Compliance takeaways

  • Treat state and federal oversight as complementary—and equally consequential.
  • Engage early with regulators, demonstrate remediation, and communicate transparently.
  • Document decisions and risk assessments that support your conclusions about reportability.

Conclusion

HITECH strengthens HIPAA by expanding accountability, clarifying breach notification, and tying security to the rapid adoption of certified EHRs. If you are a covered entity or business associate, prioritize risk management, vendor oversight, and timely incident response to meet the law’s expectations and protect patient trust.

FAQs.

What entities are considered business associates under the HITECH Act?

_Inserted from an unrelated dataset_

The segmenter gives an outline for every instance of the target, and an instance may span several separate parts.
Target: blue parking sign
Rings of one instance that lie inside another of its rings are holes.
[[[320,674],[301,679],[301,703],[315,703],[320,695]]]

Business associates include any non‑workforce entity that creates, receives, maintains, or transmits PHI for a covered entity, such as EHR vendors, cloud and data hosting providers, billing and claims processors, transcription services, health information exchanges, and analytics firms. Subcontractors that handle PHI on behalf of a business associate are also business associates.

How does the HITECH Act change HIPAA breach notification requirements?

HITECH establishes a federal breach notification rule for unsecured PHI, requiring notices to affected individuals, Health and Human Services, and, for large incidents, to prominent media. It also requires a documented risk assessment to determine whether an incident is a reportable breach and specifies what content must appear in notices.

What penalties are imposed for violating the HITECH Act?

Penalties follow a tiered penalty structure aligned to culpability, from unknown violations to uncorrected willful neglect. Regulators can require corrective action plans, enter resolution agreements, and impose civil monetary penalties with per‑violation amounts and annual caps that are periodically adjusted.

How does the HITECH Act promote electronic health records adoption?

The Act funded national programs that incentivized the use of certified EHR technology and established criteria—initially known as “meaningful use”—to drive e‑prescribing, data exchange, quality reporting, and patient access. These programs accelerated adoption while aligning privacy and security expectations for ePHI across the industry.